4. The execution, delivery and performance of and compliance with the terms of the Transaction
Documents and the issuance of the Preferred Stock, the Warrants and the Common Stock issuable upon
conversion of the Preferred Stock and exercise of the Warrants do not (i) violate any provision of
the Certificate of Incorporation or Bylaws, (ii) conflict with, or constitute a default (or an
event which with notice or lapse of time or both would become a default) under, or give to others
any rights of termination, amendment, acceleration or cancellation of, any material agreement,
mortgage, deed of trust, indenture, note, bond, license, lease agreement, instrument or obligation
to which the Company is a party, (iii) create or impose a lien, charge or encumbrance on any
property of the Company under any agreement or any commitment to which the Company is a party or by
which the Company is bound or by which any of its respective properties or assets are bound, or
(iv) result in a violation of any federal, state, local or foreign statute, rule, regulation,
order, judgment, injunction or decree (including Federal and state securities laws and regulations)
applicable to the Company or by which any property or asset of the Company is bound or affected,
except, in all cases other than violations pursuant to clause (i) above, for such conflicts,
default, terminations, amendments, acceleration, cancellations and violations as would not,
individually or in the aggregate, have a Material Adverse Effect.

5. No consent, approval or authorization of or designation, declaration or filing with any
governmental authority on the part of the Company is required under Federal, state or local law,
rule or regulation in connection with the valid execution and delivery of the Transaction
Documents, or the offer, sale or issuance of the Preferred Stock, the Warrants or the Common Stock
issuable upon conversion of the Preferred Stock and exercise of the Warrants other than the
Certificate of Designation and the Registration Statement.

6. There is no action, suit, claim, investigation or proceeding pending or threatened against
the Company which questions the validity of this Agreement or the transactions contemplated hereby
or any action taken or to be taken pursuant hereto or thereto.

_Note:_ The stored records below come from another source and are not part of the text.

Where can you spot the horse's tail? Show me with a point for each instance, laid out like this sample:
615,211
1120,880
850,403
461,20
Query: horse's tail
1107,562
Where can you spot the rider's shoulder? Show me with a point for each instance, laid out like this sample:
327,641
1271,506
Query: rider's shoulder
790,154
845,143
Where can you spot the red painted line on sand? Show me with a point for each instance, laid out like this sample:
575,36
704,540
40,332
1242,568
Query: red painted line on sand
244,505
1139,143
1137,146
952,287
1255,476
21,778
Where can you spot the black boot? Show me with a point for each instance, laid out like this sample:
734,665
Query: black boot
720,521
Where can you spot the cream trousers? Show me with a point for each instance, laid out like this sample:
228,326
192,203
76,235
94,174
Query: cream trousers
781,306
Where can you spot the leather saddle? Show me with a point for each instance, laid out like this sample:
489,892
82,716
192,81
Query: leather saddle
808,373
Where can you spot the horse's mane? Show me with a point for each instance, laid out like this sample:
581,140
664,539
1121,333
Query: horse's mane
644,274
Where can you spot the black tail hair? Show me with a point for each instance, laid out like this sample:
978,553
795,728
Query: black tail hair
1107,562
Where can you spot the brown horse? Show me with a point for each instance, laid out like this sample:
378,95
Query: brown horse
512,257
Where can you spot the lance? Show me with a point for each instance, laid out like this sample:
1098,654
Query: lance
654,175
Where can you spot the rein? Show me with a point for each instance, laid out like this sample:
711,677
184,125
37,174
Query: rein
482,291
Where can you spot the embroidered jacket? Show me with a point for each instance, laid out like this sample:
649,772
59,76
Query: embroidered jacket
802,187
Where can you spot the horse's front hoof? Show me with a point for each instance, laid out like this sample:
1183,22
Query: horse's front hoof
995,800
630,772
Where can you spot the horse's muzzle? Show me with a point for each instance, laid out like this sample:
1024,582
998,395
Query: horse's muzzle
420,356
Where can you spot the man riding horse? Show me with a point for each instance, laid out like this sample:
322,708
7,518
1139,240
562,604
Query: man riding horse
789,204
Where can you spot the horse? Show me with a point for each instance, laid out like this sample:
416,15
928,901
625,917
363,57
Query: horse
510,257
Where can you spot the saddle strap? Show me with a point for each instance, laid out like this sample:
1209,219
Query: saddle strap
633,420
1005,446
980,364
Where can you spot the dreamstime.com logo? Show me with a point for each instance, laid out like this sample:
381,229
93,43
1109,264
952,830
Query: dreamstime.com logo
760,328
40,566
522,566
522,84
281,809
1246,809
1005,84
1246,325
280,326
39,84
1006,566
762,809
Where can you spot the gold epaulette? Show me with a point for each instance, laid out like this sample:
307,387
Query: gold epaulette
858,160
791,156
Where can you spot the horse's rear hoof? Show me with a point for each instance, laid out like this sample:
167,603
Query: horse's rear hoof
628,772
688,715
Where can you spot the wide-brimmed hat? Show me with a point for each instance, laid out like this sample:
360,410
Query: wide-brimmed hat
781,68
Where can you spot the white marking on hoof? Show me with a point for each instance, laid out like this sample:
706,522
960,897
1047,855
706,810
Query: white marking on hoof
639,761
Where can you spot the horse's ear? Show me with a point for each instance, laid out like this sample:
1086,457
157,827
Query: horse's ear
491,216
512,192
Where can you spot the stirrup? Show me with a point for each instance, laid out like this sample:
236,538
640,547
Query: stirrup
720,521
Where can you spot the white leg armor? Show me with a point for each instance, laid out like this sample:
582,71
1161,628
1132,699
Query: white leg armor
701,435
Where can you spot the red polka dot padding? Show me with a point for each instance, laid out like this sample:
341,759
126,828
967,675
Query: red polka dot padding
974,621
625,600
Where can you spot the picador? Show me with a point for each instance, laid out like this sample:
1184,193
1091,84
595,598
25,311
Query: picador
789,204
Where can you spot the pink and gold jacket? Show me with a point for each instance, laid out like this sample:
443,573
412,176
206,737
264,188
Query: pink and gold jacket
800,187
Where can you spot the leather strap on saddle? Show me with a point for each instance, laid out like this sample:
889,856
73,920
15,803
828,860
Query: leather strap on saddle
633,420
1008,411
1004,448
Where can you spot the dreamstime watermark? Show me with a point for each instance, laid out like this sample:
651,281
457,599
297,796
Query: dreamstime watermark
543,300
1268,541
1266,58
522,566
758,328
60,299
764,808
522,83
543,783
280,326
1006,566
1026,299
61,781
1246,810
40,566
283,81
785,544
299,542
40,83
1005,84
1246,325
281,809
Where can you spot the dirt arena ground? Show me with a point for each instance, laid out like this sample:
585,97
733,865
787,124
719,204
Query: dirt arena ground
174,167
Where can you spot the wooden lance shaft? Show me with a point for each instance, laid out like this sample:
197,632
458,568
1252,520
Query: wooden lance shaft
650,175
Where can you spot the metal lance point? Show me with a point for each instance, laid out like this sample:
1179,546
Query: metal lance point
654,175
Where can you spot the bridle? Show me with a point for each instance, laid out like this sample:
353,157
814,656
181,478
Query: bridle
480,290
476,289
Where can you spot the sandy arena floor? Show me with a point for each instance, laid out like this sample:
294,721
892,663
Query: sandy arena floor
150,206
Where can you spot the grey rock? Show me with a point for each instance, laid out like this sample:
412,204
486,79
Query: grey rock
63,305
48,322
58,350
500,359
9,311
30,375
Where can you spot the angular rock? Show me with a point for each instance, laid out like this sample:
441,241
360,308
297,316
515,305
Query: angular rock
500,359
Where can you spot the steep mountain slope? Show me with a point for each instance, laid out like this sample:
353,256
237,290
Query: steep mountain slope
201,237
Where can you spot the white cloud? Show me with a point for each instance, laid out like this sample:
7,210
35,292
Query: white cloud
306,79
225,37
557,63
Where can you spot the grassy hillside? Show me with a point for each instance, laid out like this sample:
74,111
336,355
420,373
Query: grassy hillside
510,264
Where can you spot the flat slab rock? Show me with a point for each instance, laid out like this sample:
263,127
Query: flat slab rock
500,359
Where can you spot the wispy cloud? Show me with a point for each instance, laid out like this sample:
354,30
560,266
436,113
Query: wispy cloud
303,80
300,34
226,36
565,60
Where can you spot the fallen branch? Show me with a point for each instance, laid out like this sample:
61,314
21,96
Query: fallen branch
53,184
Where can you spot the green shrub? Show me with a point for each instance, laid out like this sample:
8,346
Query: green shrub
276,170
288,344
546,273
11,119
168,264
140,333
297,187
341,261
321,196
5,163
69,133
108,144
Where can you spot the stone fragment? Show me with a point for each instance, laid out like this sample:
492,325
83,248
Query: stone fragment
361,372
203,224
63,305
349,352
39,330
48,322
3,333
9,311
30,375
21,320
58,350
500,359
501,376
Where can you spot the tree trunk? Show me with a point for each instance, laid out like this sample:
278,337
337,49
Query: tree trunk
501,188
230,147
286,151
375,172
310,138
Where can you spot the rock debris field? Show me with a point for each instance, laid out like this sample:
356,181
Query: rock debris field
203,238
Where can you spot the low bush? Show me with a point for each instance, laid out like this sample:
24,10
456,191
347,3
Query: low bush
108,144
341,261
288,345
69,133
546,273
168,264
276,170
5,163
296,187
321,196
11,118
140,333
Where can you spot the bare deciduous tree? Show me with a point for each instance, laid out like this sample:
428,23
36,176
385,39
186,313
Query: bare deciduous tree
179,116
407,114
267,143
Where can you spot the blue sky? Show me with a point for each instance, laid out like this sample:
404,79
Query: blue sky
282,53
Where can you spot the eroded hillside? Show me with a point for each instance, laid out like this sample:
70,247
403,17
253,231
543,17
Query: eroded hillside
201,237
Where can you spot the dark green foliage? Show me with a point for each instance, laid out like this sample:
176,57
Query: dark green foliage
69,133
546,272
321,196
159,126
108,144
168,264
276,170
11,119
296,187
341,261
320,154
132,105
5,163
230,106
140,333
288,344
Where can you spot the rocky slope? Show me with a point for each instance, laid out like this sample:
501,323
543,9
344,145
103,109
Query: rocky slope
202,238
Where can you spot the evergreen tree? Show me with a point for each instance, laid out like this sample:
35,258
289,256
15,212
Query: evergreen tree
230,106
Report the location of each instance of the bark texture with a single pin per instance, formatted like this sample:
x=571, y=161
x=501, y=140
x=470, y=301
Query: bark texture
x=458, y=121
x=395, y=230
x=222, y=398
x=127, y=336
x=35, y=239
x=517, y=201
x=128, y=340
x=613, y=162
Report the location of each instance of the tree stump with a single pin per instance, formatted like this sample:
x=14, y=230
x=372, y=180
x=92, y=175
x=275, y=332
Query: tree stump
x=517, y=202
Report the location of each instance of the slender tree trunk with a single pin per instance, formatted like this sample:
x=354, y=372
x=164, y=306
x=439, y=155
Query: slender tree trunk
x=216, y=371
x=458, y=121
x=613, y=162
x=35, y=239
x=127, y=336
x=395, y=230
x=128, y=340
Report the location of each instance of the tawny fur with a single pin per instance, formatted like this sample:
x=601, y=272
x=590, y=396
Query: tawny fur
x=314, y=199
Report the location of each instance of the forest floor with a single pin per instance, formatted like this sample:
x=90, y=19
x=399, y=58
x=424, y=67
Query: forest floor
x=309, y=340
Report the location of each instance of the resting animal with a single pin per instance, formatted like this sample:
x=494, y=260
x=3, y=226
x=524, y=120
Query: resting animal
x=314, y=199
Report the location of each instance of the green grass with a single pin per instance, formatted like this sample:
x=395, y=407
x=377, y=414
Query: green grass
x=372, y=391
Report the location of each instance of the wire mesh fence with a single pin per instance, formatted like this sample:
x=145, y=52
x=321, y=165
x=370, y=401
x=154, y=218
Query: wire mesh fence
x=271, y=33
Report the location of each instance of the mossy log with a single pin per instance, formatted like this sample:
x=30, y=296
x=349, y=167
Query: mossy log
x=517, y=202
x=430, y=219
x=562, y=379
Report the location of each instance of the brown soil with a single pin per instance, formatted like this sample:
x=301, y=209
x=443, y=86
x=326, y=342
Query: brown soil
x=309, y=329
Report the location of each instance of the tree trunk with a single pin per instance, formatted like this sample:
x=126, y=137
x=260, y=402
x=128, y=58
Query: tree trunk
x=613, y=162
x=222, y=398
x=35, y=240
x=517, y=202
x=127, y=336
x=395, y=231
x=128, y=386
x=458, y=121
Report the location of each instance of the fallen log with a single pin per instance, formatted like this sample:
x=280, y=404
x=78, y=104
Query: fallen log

There is no action, suit, claim,
investigation or proceeding pending, or to our knowledge, threatened, against or involving the
Company or any of its properties or assets and which, if adversely determined, is reasonably likely
to result in a Material Adverse Effect. There are no outstanding orders, judgments, injunctions,
awards or decrees of any court, arbitrator or governmental or regulatory body against the Company
or any officers or directors of the Company in their capacities as such.

7. The offer, issuance and sale of the Preferred Stock and the Warrants and the offer,
issuance and sale of the shares of Common Stock issuable upon conversion of the Preferred Stock and
exercise of the Warrants pursuant to the Purchase Agreement, the Certificate of Designation and the
Warrants, as applicable, are exempt from the registration requirements of the Securities Act.

8. The Company is not, and as a result of and immediately upon Closing will not be, an
“investment company” or a company “controlled” by an “investment company,” within the meaning of
the Investment Company Act of 1940, as amended.